Bush morning glory: “The plant grows from an enormous carrot-shaped taproot up to 8+ inches in diameter and 100 pounds in weight… roots penetrate many feet downward and outward.” It goes on to list some of the uses to which the root has been put: as punk for starting fires, as an emergency food (although it’s not very nutritious), and for various medicinal purposes including the treatment of nerves, bad dreams, stomach problems and fainting.

Older and wiser. I believe I have mentioned before that my personal motto is ‘live and learn’. My dread is that just when I am old and approaching death I will have learned  enough, finally, to figure it all out. Such a waste.

Now, talking of flowers, here’s one I spotted yesterday which really gladdened my heart. It’s the first of my green bean plants coming into bloom. I decided to tempt fate and celebrate the event, even as the weather forecast spoke of a 60% chance of thunderstorms, possibly severe, in western Nebraska today.

Back to bugs, and a  surprise. Every time I go out on the range these days I have dozens of large dragonflies droning around me. I suppose they are emerging from down by the water.  I would never have expected to find them up on the dry grasslands. Last night, as the sun was going down, I came across a small cloud of them around this cedar tree. I should imagine you’ll have to look very, very hard to spot them, but trust me, they are there. Well, three or four of them at least.


There are now – and quite suddenly – far fewer flowers in bloom out on the range. I do not yet know whether this is a passing phase. There seem to be plenty more to come according to the books. The biggest disappointment just now is the soapweed. A week or two ago they were all sending up vigorous spikes; most of them around here have disappeared.  I know that cattle browse on them, but Matt’s beasts are a long way in another pasture. I can only presume it’s the deer – although last night I saw a porcupine scurrying away guiltily from a squashed, flowerless yucca.

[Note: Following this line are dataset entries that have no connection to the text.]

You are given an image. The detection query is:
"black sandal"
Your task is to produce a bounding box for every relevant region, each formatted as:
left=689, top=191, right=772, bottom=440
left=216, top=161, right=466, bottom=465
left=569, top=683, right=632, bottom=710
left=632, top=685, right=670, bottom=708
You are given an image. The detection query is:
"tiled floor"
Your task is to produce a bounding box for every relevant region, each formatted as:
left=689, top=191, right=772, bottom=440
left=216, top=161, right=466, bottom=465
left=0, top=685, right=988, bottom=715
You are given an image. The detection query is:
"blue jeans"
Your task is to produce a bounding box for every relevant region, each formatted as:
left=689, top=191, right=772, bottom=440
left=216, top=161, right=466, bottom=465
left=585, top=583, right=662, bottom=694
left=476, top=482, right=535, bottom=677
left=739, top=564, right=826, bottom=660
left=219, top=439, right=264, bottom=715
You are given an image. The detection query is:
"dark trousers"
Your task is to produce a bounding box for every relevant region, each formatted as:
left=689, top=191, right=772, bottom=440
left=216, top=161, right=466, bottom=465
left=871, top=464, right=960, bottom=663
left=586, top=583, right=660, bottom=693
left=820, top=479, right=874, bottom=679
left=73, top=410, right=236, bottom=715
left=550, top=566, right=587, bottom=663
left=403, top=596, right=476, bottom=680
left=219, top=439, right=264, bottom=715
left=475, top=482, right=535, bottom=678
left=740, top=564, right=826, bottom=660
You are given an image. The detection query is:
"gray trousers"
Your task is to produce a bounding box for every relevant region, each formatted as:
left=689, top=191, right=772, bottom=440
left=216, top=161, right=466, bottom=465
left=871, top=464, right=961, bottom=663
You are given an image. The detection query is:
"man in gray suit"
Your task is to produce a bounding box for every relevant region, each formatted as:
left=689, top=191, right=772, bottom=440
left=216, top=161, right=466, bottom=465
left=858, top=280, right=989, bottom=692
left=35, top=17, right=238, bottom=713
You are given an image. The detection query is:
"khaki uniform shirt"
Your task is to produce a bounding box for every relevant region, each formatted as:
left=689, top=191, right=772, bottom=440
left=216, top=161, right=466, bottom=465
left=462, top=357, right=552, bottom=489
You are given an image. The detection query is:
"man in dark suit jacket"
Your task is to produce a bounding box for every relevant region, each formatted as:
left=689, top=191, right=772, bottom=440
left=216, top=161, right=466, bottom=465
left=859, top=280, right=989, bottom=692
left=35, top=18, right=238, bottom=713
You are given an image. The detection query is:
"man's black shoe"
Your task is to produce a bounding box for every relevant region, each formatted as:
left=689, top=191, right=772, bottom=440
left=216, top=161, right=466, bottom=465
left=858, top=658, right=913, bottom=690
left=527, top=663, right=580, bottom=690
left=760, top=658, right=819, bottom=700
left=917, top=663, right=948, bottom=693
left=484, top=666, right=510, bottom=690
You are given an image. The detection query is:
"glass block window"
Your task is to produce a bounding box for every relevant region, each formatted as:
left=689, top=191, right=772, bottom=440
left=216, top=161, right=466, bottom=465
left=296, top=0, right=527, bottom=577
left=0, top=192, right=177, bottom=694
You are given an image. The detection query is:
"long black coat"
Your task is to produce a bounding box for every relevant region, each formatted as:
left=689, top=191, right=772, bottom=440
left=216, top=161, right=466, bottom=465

Still, the sunflowers are doing their best. There are drifts of them alongside the track that leads from here to the ranch house, and scattered individuals like this one, really quite startling when you come across them in fading light.


The other thing that’s particularly noticeable just now is the way the sages, many and varied, are starting to alter the colour scheme.


Last night as the sun went down I tried, not for the first time, to capture the way the light shimmers on the seed-heads of the grasses. I’m coming to the conclusion that it may be beyond the scope of this camera. You have to be facing the light source – ie, the sun – to get the effect, and that tends to wash most of the colour out  of the scene. This is about the best I’ve managed so far, and it’s pretty poor, but I think it gives a general idea of the effect.


I made a start yesterday on the long piece of writing which, I hope, will be the product of this second half of my stay in the Sandhills. 1,088 words. All I have to do is keep that up for another eighty or ninety days. Who knows what will become of it? It’s not, after all, going to be a full-blown study or appreciation of the literary heroine who brought me here. It’s more an appreciation of a state – and a particular part of a state – that most Americans dismiss as flat, empty and uninteresting, but I cannot write that appreciation without dwelling on Mari Sandoz’ life and work. So she will be in there, as too will Willa Cather. I’m quite confident that I can produce a book-length piece that pleases me. Whether I can sell it – well, I long ago stopped presuming that I could place the work that best reflects the inner me. I make my living ghosting for a retired copper. I enjoy that work immensely and put a huge amount of myself into it. But there will always be this other material.

This afternoon I take off for Chadron and the Fur Trade Days. Brace yourself for action shots of Cow Chip Throwing, flint-knapping and - hopefully – a bit of guitar-picking.